Data on road length (RL_r_) can be obtained from the GRIP database and accompanying paper, which contain a shapefile with roads as well as a table with the total road length per country^30^. To ensure consistency with the BIFs, we recommend to use only road types 1–3. Data on fuel use of sectors and consumers (households) (FU_a,r_ and FU_r_) can be obtained from, for example, the OECD (https://www.oecd.org/en/data.html), while data on the fuel use of activities (FU_a,r_) is available from the ODYSSEE-MURE portal (https://www.indicators.odyssee-mure.eu/key-indicators.html).
Limitations
With respect to the applicability of the impact factors in IBIF, we emphasize here that we obtained the factors through GLOBIO model simulations with input data on climate change, atmospheric nitrogen deposition and land use representative of the year 2020. This implies that the BIFs can be used to quantify the biodiversity footprints of current products, sectors or consumers, yet are not necessarily applicable for assessments of historic or prospective footprints, given that pressure impacts on MSA are contingent on the magnitude of that pressure as well as the influences of other pressures. This, in turn, implies that a proper assessment of historic or future footprints requires re-running GLOBIO with historic or potential future pressure input data in order to derive a representative set of BIFs. We also stress that the time-integration in our BIFs hence resulting footprints represents the duration of the change in state of the environment and the biodiversity loss corresponding with this change in state, without consideration of the time required for biodiversity to recover once the pressure is released (for example, upon land abandonment). Further work is needed to integrate the time required for biodiversity to recover upon release of a pressure into the BIFs included in IBIF.

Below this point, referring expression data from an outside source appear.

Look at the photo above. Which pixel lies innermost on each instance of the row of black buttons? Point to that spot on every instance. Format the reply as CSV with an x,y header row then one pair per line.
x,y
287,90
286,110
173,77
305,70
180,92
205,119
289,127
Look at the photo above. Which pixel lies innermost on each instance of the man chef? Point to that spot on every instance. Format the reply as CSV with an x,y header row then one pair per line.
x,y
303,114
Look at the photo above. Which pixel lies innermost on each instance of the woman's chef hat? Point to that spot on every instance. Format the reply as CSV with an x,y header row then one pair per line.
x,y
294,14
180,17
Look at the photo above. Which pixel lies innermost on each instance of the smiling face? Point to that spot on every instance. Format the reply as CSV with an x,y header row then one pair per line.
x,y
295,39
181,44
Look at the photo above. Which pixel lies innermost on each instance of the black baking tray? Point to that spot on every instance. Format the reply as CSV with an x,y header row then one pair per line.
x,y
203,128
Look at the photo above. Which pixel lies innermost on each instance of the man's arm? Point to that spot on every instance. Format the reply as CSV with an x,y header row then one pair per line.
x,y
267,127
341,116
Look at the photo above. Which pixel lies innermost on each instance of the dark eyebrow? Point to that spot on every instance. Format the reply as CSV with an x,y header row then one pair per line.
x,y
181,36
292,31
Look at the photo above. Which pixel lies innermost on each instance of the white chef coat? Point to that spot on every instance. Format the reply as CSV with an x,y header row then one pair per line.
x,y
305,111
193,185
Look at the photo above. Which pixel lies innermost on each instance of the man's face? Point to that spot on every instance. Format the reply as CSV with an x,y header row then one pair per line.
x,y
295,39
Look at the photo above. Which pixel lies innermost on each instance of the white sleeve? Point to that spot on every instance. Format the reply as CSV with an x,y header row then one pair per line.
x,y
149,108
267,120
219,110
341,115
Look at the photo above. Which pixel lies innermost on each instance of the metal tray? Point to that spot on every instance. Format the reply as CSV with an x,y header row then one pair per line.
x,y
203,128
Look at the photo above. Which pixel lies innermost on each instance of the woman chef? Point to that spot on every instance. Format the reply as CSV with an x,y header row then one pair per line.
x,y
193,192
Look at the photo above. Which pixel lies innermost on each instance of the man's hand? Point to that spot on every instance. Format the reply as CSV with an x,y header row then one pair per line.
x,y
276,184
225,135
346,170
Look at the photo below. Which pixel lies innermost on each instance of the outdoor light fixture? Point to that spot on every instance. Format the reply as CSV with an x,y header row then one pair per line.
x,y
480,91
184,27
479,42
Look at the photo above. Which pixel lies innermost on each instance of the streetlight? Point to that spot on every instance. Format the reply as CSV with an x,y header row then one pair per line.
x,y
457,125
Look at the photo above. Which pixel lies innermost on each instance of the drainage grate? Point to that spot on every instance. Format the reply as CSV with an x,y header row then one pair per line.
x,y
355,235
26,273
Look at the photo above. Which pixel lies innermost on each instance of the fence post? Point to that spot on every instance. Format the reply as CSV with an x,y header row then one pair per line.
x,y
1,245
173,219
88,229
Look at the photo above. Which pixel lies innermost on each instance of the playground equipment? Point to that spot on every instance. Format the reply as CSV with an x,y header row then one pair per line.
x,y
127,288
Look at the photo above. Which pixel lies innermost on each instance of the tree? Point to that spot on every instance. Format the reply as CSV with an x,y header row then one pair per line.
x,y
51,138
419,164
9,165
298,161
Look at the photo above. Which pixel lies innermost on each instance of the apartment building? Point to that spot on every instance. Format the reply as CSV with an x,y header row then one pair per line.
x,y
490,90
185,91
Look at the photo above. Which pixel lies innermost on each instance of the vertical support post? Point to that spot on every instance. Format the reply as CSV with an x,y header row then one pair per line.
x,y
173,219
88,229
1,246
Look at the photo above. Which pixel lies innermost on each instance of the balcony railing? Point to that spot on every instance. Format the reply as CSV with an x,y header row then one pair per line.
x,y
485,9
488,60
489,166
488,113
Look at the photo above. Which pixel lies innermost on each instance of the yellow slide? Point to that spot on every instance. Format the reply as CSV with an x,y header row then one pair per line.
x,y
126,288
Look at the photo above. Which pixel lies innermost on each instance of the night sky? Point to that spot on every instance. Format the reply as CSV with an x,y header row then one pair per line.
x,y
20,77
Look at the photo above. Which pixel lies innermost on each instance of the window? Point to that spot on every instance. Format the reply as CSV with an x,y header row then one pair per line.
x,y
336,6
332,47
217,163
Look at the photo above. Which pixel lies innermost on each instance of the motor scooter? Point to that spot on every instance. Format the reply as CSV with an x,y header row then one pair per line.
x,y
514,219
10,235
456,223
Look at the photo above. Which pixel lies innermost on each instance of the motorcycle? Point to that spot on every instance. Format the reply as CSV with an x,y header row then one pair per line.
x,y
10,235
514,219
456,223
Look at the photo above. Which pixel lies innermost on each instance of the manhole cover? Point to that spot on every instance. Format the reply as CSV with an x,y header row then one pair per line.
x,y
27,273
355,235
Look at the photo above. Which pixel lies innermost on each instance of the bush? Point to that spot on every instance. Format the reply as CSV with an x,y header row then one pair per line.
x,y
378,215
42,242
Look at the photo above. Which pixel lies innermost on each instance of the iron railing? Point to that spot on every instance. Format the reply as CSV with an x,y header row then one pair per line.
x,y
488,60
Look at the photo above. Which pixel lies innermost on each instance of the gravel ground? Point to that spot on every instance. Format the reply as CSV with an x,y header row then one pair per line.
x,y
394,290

It is important to keep in mind that the current version of GLOBIO uses universal MSA impact relationships (Table 1), which implies that, all other pressures being equal, a loss in MSA due to a given pressure is the same everywhere. Hence, biodiversity footprints quantified based on IBIF do not account for spatial differences and gradients in community composition and species richness across the globe. For a more comprehensive assessment of footprints, we therefore recommend to use multiple complementary biodiversity metrics, including at least one metric that is indicative of (endemic) species loss in addition to the local intactness-based metric used here^37^. Finally, we note that our BIFs are associated with uncertainty due to, among others, the uncertainty in the MSA impact relationships in GLOBIO resulting from the heterogeneity in the underlying data^19^. Further work remains to quantify the corresponding uncertainty in the BIFs through probabilistic simulations, which was not feasible at the time of this study in view of the computational intensity of the GLOBIO simulations.